4
$\begingroup$

Assume a process that samples uniformly at random from the range $[1,\ldots,n]$. I am interested in the expected time to find a duplicate given only that the sampling process is pairwise independent. That is I would like to find the expected time until a sample matches one of the samples taken before.

One way to compute the expected time is $E=\sum_{x=1}^\infty P(X \geq x).$ Here $X$ is a random variable that represents the time at which the first duplicate is found.

If the samples were fully independent then we would have that $\sum_{x=1}^\infty P(X \geq x) = \sum_{x=1}^\infty \prod_{i=1}^{x-1} (1-i/n).$ We can bound this quantity using the fact that $e^{-2x} \leq 1-x \leq e^{-x}$ when $0 \leq x \leq 0.5$ and then bound the resulting sum using an integral. This gives an asymptotic bound of $\Theta(\sqrt{n})$ steps.

How would you perform a similar analysis where we only have pairwise independence and also preferably get an asymptotic result rather than just an upper bound?

EDIT: Following Henry's great reply, I would really like to know a lower bound as well as the upper bound he has given.
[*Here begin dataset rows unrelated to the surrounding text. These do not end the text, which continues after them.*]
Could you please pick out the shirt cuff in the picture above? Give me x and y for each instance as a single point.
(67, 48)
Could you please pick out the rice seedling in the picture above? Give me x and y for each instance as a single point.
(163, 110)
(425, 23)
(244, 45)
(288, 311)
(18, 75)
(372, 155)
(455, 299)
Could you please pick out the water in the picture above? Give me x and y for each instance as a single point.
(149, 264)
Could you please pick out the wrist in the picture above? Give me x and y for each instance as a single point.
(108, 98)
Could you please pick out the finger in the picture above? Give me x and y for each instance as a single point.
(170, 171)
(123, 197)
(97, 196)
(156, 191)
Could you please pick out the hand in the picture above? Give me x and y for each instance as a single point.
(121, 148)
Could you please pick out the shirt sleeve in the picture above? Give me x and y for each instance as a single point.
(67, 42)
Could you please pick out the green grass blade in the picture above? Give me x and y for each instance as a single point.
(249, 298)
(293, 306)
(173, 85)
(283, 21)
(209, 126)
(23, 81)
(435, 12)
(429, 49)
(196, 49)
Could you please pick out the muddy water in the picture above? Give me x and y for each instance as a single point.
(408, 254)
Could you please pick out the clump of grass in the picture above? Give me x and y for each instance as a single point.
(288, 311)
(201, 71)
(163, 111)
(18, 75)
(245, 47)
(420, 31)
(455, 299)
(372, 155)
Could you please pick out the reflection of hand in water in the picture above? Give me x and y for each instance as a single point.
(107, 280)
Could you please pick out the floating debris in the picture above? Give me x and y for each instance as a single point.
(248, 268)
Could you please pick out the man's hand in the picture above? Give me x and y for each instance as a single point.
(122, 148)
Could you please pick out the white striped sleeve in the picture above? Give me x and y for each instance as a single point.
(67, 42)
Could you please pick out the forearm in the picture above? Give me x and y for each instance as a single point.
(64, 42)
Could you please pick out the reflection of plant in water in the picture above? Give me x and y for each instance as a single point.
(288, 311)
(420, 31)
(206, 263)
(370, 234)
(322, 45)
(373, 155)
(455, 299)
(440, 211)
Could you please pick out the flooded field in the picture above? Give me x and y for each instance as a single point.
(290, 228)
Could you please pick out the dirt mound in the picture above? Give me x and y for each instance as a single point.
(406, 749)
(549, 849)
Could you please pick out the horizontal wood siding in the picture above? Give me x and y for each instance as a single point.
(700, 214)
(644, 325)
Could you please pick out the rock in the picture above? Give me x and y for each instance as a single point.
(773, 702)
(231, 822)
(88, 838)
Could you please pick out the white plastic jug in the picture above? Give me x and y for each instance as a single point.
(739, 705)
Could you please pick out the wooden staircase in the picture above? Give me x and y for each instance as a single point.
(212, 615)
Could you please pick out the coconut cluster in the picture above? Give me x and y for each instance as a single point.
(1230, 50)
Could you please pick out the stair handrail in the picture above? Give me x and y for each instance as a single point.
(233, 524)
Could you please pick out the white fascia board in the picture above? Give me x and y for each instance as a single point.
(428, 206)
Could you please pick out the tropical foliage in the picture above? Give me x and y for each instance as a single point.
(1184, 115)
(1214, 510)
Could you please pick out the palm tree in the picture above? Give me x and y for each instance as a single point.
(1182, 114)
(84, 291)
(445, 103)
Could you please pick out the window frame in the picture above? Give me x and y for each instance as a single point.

In particular, does the lower bound for fully independent sampling of $\Omega(\sqrt{n})$ also apply to this pairwise independent case? Or alternatively, can anyone think of a pairwise independent process that has mean less than order $\sqrt{n}$?

3 Answers 3

2

The worst case is $O(n)$. Clearly by pigeonhole arguments the expectation cannot exceed $n+1$ but there are examples where it exceeds $n$.

Suppose the samples are $S_1, S_2, \ldots$ and

  • that $S_1$ has a uniform distribution on $\{1,2,\ldots,n\}$,

  • that with probability $\frac{1}{n}$ you have $S_1 = S_2 = \cdots = S_{n} $ and with probability $\frac{n-1}{n}$ you have $S_j$ having a uniform distribution on $\{1,2,\ldots,n\} - \{S_1,\ldots , S_{j-1} \}$ for $2 \le j \le n$ and

  • that $S_{n+1}$ has a uniform distribution on $\{1,2,\ldots,n\}$ independently of all the others,

then there is a probability $\frac{1}{n}$ that you need a sample size of $2$ and a probability $\frac{n-1}{n}$ you need a sample size of $n+1$ to find a duplicate value. This gives an expectation of $n+\frac{1}{n}$ which is $O(n)$.

  • 0
    Bounty awarded as this was the best answer received on math stacke$x$change. Thanks.2012-07-16
1

A simple lower bound proof was given at https://mathoverflow.net/questions/102079/bounds-for-duplicate-finding-with-limited-independence by Douglas Zare. I include a slightly edited copy for completeness.

The expected number of duplicates among the first $m$ is an upper bound for the probability of a duplicate in the first $m$. For $m=c\sqrt{n}$ the expected number of duplicates is under $c/2$, so the probability that the first duplicate is greater than $\sqrt{n}$ is greater than $1/2$, which means the expected first duplicate is greater than $\sqrt{n}/2$.

0

This is the generalized birthday problem. Your $n$ is $d$ in the article.

  • 0
    Good point, thanks.2012-07-13